Observé sorprendida mientras todas las señas de decrepitud que la habían hecho vieja antes de tiempo desaparecían; Catira era feliz, tenía una familia de nuevo.

Yo llevaba como tres meses viviendo con mi nueva pareja cuando recibí la llamada. Iba en mi coche camino a una cita en la ciudad y sonó mi móvil: era el jardinero. Catira había estado en frente de la casa acostada en el sol cuando entró el camión del gas. No la vieron y ella, obviamente, no se dio cuenta de que estaba en peligro. El camión había pasado encima de sus patas traseras y le rompió ambas piernas y posiblemente la cadera.

No podía moverse.

Recordé el sueño de tres años antes y sentí la fatalidad del hecho. Llamé al veterinario, y me dirigí hacia la casa. Cuando llegué, Catira seguía en el pavimento de la entrada; habían colocado una silla delante para que no la atropellara otro coche al entrar. Cuando me acerqué, levantó la cabeza y me miró. En sus ojos color de miel creí percibir su alivio al verme. No fue como en el sueño. Me senté junto a ella, acercándome con cuidado hasta poder acostar su cabeza en mi regazo. De la casa, el jardinero trajo un paraguas para hacerle sombra. Su cuarto trasero estaba totalmente destrozado y era obvio que no había nada que hacer excepto esperar al veterinario con la inyección para dormirla y acabar con su dolor.

Mientras esperábamos le acaricié la cabeza y le di las gracias una y otra vez. Le dije lo agradecida que estaba de haberla tenido en mi vida durante los últimos 13 años, le dije cuánto la quería, cómo había salvado mi vida y que mi gratitud no tenía medida. Fue un momento lleno de paz. Le di las gracias de haberse quedado conmigo durante el tiempo tan difícil para ambas después del divorcio y por haber absorbido tanto de mi dolor en su propio cuerpo que se tornó gorda y artrítica. Le di las gracias de haberse esperado hasta que yo tuviera una familia nueva antes de cumplir con lo que me parecía entonces su destino.

Le dije que no tardaría el veterinario en llegar y traerle paz. Ella pareció relajarse. Yo podía sentir el peso de su cabeza en mi regazo. Para cuando llegó el veterinario, mi hija también había acudido y esperaba conmigo. Juntas la sostuvimos en nuestro corazón mientras suavemente se encaminaba al último sueño. Yo continué abrazándola todavía un buen rato después hasta que fue el momento de dejarla ir.

Las lágrimas que corrían por mis mejillas eran lágrimas de amor y gratitud.

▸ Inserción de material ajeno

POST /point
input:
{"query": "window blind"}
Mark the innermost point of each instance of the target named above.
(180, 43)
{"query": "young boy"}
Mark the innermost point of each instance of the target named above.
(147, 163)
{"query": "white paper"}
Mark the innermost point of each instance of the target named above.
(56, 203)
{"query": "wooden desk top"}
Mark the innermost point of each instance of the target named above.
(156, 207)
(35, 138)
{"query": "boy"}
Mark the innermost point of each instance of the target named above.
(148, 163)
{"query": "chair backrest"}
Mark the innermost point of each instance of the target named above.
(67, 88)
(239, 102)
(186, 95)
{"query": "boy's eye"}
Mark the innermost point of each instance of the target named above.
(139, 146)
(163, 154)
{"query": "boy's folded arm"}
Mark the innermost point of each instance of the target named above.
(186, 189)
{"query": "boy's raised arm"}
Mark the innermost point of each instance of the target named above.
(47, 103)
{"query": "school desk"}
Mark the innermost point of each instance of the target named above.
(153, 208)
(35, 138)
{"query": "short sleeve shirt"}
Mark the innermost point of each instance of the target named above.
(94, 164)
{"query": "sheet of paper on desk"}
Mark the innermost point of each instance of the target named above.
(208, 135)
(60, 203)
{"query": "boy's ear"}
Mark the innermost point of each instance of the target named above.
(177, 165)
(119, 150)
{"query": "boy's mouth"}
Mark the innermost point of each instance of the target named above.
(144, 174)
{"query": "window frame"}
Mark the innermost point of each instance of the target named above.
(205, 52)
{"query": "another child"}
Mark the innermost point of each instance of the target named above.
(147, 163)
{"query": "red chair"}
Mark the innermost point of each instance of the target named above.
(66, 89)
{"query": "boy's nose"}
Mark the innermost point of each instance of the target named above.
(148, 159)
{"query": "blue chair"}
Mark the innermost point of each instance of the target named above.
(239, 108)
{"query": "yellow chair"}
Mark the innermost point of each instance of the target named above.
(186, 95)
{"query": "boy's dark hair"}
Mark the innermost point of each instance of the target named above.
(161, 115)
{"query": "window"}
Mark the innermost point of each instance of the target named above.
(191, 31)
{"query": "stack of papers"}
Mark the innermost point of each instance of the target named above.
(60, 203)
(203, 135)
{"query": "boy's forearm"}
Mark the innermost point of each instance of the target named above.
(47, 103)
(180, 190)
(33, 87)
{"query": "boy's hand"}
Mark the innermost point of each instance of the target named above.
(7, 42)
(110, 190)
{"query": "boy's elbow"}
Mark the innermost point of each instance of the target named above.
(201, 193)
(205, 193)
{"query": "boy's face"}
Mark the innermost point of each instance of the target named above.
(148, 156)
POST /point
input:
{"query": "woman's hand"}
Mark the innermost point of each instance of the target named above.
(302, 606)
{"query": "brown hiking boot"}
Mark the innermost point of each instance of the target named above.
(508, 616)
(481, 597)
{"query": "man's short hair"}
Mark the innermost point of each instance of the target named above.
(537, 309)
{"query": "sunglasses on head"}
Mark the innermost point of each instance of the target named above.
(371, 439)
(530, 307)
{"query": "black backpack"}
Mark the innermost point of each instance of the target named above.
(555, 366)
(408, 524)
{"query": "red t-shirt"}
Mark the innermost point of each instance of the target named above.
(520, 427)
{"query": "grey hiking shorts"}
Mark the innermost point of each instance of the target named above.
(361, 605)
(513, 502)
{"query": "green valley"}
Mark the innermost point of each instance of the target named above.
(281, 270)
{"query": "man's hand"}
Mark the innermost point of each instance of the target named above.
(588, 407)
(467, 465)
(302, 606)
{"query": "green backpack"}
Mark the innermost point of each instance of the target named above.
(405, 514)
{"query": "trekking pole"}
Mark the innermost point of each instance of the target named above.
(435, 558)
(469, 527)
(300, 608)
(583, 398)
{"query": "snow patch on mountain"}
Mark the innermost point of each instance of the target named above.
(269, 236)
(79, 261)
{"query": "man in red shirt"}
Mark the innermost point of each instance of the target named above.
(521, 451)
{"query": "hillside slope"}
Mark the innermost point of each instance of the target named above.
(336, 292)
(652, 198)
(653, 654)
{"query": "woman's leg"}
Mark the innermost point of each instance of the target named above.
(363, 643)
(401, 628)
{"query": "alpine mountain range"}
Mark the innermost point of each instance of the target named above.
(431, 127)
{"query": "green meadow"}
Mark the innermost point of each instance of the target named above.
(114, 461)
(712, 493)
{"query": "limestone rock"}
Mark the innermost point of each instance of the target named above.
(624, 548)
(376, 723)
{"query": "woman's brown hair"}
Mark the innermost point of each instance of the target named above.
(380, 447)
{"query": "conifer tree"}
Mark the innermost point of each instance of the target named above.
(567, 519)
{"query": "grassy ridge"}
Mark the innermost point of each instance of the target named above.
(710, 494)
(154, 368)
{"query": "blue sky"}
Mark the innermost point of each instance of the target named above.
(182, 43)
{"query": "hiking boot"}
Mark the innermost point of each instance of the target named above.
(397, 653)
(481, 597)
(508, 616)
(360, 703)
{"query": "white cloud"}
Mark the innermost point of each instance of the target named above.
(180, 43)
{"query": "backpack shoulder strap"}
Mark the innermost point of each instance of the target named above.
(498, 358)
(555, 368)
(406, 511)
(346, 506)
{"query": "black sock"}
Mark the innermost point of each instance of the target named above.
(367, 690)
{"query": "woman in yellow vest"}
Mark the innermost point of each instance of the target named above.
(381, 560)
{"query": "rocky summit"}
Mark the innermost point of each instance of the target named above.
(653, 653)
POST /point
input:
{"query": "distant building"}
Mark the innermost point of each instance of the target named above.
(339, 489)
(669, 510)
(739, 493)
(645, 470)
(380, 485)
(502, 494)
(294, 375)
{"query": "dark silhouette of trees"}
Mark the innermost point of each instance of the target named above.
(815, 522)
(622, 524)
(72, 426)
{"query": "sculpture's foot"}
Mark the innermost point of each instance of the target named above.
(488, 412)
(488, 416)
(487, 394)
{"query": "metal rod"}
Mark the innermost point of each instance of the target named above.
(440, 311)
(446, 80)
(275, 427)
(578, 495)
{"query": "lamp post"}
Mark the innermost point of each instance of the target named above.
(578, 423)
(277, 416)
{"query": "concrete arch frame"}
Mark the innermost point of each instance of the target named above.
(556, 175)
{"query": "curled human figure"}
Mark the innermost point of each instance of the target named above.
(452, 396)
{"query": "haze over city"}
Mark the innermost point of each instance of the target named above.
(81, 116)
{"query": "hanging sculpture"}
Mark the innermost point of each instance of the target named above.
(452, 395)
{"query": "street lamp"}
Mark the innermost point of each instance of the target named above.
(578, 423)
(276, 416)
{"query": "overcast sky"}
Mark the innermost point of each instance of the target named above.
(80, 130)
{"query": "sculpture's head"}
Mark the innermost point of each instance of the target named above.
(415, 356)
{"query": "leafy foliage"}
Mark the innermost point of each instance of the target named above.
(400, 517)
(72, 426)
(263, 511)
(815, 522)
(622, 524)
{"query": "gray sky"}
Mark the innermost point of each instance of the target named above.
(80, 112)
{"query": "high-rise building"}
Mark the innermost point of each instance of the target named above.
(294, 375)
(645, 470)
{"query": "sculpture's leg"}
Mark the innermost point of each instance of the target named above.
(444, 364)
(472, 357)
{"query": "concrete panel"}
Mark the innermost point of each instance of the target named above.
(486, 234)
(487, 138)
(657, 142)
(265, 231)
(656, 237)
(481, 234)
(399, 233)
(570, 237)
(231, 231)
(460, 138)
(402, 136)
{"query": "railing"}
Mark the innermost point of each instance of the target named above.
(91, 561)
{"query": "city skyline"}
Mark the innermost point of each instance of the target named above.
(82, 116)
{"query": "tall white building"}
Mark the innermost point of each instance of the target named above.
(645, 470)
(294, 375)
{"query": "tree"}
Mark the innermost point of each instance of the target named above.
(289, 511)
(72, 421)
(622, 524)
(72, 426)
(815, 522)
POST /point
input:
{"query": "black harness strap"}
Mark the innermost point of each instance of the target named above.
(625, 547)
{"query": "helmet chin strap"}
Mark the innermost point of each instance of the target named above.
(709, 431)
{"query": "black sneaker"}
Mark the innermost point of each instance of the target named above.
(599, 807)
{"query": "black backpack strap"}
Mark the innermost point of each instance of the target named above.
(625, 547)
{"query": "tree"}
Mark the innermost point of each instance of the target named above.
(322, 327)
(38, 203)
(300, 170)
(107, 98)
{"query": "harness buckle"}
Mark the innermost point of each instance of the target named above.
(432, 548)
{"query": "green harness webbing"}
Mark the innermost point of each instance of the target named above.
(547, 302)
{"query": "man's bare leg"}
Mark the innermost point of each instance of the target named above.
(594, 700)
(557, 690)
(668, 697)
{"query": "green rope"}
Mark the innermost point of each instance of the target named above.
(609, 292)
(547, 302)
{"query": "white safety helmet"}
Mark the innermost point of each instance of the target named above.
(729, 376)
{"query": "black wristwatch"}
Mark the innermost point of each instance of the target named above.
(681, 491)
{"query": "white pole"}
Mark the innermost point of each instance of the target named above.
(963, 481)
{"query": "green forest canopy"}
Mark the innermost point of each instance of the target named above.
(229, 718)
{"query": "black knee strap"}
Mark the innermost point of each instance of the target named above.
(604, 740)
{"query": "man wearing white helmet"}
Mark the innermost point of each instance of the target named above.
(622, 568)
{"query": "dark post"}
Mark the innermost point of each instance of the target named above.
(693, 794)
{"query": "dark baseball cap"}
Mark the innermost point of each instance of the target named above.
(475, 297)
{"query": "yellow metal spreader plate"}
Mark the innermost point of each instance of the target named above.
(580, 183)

Desde entonces, jamás he dudado que Catira vino a mi vida, después de la muerte de mi padre, para salvarme y ayudarme a encontrar un nuevo camino. Me sorprende cómo la vida produjo un sueño que me salvó, y luego, tres años después, hizo realidad lo que había soñado, cuando yo ya estaba bien y suficientemente fuerte para soportarlo.

Desde entonces he tenido otros perros y los he querido a todos. Pero Catira, para mí, no era una perra: ella era mi alma envuelta en chocolate y miel.